2007-07-10

The Hierarchy of Towels

My roommate gave me the evil eye the other day for drying my hands with the dishtowel. I didn't know we had dishtowels and was also unaware they were different from the hand towels. Apparently neither are appropriate for wiping off the counter. I wish someone had explained this to me earlier -- In my simple mind, I had basically lumped all towels into two categories -- bath towels and kitchen towels. I figured their differing sizes and softness were merely functions of how large a thing you needed to dry and how much chaffing you were willing to endure. My mom probably tried to explain the difference to me ages ago, but somewhere between calculus and the lines from Top Gun, I forgot.

So, in lieu of the proper towels, I basically had an informal hierarchy of towels that related to their perceived cleanliness. The cleanest towels were hand towels, and in a pinch, they could be used as dish towels. Eventually the hand towel became a bona fide dish towel, which eventually morphed into a counter wiping towel, and finally, a sink and floor wiping towel -- after which they would be washed and the cycle began again.

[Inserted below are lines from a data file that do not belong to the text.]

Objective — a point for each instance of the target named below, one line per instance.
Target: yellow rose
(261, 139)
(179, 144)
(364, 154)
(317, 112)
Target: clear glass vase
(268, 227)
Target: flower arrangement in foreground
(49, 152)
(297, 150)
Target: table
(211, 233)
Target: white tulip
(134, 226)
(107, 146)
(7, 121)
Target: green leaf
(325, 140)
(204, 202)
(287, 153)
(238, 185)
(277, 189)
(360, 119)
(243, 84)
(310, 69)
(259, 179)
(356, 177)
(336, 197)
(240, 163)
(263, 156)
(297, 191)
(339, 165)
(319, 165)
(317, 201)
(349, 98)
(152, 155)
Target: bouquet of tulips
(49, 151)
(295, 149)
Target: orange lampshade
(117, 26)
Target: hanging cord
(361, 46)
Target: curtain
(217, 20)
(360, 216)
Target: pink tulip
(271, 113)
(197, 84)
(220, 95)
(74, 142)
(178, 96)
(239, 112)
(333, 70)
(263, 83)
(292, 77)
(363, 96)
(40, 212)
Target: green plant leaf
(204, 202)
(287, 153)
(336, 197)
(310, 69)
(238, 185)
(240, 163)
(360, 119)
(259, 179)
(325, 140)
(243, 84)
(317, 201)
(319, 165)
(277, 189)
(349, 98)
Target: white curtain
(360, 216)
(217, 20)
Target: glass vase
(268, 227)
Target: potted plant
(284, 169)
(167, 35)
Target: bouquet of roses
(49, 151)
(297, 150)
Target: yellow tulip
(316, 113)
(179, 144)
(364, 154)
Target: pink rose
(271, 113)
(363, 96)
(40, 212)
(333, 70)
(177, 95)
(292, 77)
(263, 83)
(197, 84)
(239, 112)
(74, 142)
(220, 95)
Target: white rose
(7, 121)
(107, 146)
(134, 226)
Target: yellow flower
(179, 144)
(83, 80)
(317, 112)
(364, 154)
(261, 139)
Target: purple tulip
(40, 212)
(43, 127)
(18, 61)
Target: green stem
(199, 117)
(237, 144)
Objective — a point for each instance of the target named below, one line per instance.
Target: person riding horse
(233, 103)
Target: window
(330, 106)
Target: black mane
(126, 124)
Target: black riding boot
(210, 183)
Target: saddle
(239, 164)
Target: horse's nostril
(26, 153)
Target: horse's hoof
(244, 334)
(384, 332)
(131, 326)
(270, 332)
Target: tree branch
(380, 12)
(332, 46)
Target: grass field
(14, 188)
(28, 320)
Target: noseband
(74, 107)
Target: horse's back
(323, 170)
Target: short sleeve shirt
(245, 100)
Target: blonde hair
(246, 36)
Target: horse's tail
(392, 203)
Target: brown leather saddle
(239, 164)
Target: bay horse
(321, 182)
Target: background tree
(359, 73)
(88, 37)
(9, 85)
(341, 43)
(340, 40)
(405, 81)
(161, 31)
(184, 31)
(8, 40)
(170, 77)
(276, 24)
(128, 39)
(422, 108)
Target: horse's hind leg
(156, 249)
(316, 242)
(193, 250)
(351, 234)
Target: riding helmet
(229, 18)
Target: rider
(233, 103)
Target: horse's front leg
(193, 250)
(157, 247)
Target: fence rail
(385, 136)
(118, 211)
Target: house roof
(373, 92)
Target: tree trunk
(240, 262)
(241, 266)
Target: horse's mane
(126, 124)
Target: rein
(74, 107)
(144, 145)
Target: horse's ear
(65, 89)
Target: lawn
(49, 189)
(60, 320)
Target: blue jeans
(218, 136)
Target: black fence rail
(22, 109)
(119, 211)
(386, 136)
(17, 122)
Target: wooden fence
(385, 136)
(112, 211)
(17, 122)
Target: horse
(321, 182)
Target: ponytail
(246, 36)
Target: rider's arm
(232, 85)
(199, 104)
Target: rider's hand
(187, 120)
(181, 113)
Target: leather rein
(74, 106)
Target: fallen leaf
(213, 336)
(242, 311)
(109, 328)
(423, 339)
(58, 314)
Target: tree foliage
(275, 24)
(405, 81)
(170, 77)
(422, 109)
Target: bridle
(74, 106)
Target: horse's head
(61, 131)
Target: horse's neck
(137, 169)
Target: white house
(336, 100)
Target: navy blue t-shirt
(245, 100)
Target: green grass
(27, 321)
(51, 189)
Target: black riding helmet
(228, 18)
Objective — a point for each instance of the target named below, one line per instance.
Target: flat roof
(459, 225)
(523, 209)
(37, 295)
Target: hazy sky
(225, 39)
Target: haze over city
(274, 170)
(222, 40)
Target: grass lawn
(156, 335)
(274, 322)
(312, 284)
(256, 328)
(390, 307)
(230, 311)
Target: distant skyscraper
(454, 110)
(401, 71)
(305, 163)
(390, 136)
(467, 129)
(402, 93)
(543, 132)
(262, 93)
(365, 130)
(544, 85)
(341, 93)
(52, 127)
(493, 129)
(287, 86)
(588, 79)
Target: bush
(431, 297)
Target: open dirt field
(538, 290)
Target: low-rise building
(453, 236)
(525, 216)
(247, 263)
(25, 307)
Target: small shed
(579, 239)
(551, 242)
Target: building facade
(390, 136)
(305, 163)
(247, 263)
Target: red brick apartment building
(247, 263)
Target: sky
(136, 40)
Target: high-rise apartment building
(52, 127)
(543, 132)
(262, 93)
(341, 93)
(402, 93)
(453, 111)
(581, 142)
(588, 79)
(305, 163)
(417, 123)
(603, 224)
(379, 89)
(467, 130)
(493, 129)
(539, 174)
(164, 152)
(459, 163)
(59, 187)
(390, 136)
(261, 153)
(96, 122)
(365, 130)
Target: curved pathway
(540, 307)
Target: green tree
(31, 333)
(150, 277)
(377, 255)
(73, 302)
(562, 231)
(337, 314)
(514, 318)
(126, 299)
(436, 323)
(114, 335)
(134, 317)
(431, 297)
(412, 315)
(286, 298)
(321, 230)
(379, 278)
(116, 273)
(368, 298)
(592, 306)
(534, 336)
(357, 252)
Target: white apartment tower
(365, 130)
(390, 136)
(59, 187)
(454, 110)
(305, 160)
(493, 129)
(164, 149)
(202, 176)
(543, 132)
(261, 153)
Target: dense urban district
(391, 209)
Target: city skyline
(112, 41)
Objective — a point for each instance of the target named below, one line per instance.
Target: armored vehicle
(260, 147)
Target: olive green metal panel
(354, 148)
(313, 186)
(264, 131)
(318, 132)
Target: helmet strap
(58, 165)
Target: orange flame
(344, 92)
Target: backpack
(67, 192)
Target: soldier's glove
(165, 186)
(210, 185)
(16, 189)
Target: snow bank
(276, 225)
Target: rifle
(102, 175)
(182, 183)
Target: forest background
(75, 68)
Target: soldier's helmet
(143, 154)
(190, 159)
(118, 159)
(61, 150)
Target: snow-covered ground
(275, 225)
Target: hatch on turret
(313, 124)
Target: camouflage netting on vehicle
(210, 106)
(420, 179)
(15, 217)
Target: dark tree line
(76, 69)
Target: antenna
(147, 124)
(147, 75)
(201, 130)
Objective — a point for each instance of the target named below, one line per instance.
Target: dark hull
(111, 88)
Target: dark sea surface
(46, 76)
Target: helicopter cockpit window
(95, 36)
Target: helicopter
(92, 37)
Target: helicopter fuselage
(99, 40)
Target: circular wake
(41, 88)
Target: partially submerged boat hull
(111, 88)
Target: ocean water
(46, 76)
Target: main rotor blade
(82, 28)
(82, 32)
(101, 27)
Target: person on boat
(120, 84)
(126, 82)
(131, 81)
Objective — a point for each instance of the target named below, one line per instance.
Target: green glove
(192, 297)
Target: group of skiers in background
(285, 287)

In case you're wondering, men have a similar hierarchy for clothes. The cleanest clothes are for church, funerals, and other formal events, next is work meetings, followed closely by dates and then down to Saturday attire. Yes, it's said but true. Don't believe me? I cite Ghostbusters as corroborating evidence:

Peter Venkman: "Did you happen to see some shirts on the floor in here?"

Dana: "I put them in your hamper. I thought they were dirty."

Peter <shakes head>: "I have a hamper? I have more than two grades of laundry. There are lots of subtle levels between clean and dirty. <Lifts shirt out of hamper and smells it.> See, this isn't so bad, just hang it out the window and it'll be fine."